Mining? Does it still exist in the US, or anywhere for that matter? After reading a recent article on mining, my mind started to wonder. It brought me back to the movie, Coal Miner’s Daughter, about the life of Loretta Lynn and the hardships of mining in Kentucky. This was my first introduction to mining. Growing up in the Deep South mining was only in the movies or so I thought. Yes, I remember seeing freight cars carrying coal, but to where I would often ask my father. And frankly I never gave mining much thought except for a canary in the coal mine. Not fully understanding what the phrase meant, I, like many, went on about my life as this was, and is in a distant world. The phrase means a canary is released in the mine. If dangerous gases exit, the canary will die warning the miners to exit quickly.
Mining dates to colonial times, the late 1760’s. There is a debate amongst sources which colony mining originated in. No, it is not Kentucky or West Virginia. Honestly, I thought these were the only two states that had coal mines. Who would have guessed? Rhode Island and Pennsylvania own this claim to fame. Several other colonies followed.

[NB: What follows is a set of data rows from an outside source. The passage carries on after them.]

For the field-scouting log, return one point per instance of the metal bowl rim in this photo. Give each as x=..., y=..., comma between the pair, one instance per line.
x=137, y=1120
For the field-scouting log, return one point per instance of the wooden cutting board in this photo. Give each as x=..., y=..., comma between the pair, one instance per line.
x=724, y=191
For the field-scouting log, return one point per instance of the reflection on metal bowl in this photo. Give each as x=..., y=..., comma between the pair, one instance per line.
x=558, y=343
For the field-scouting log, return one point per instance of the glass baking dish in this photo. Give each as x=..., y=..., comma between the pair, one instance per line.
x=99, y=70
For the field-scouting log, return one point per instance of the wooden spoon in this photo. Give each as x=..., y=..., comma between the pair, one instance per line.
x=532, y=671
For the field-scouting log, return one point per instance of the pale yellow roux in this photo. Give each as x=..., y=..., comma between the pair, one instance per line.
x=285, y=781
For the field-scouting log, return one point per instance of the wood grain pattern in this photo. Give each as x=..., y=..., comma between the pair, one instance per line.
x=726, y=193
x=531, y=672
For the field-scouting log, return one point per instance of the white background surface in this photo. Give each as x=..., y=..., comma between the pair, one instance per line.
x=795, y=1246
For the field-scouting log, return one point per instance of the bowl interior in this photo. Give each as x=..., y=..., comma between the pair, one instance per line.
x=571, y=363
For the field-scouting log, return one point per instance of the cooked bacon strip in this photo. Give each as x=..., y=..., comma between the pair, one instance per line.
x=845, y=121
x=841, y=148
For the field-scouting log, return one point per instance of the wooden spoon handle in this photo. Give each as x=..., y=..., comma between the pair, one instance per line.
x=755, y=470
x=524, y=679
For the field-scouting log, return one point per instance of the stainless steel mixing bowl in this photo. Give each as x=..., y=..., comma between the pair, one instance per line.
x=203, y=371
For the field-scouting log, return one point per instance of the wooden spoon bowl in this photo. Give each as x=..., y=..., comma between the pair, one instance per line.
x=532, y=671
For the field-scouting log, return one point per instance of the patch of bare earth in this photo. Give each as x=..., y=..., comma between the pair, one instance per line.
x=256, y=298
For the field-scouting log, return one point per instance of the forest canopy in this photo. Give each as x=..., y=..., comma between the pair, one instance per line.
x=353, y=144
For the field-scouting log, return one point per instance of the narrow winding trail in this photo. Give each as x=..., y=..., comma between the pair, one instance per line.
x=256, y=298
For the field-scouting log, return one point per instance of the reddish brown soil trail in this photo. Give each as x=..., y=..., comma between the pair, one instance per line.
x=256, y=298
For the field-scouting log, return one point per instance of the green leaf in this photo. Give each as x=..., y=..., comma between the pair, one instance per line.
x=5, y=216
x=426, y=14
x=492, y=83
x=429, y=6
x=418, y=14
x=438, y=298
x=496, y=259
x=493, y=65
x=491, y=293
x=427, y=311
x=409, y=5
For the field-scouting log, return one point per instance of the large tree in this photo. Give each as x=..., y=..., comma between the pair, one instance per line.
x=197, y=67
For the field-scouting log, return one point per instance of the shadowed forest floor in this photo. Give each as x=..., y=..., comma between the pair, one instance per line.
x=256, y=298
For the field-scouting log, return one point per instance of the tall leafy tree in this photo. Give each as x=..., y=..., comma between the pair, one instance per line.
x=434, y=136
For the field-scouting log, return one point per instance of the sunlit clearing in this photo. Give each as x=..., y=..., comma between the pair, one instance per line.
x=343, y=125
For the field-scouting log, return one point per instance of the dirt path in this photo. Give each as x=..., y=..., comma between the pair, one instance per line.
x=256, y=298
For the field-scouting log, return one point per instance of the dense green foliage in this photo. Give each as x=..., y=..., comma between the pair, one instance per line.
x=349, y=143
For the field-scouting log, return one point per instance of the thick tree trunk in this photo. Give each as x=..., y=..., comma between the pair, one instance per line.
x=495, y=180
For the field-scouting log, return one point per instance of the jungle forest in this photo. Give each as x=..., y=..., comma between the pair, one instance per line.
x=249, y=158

For most of us coal is a dirty, black sedimentary rock that is put in naughty people’s stockings at Christmas and possibly in the non-gas BBQ pits. Very few of us realize that coal is responsible for a lot more than BBQ pits and electricity generation. Lack of coal would affect global transportation – trucking, railroad and sea, and international trade. Coal can be converted to diesel fuel through a distillation process at refineries; therefore, no diesel and bunker fuel (any fuel used on board a ship) would mean large scale international trade would shut down. Stock markets around the world may possibly stop to keep the economy from collapsing. Yes, a shutdown is rare, but it does happen.
The US is the number one or two mining producer in the world for multiple commodities such as gypsum, limestone, salt, phosphate, and sulphur. And what is missing? Coal. The number one country in the world for mining coal is China. In the US, the deepest coal mine is a surface coal mine in Wyoming; however, this is one of the largest deposits in the world and located in the Black Thunder Coal Mine in the Powder River Basin.
Due to COVID19 and the decrease in imported Russian gas to countries around the world including the US, coal is making a comeback. The US has 229 operational coal-fire powdered stations which generates 21.9% of the US electricity. Coal has also made a major comeback in Europe due to the war.
However, because of the backlash of coal being environmentally dirty, this presents a great case for producing more natural gas (NG). Natural gas is the cleanest burning fossil fuel around. When burned, NG produces mostly carbon dioxide and water vapor which are the same substances emitted when a human exhales. Until more natural gas is produced, coal is here to stay.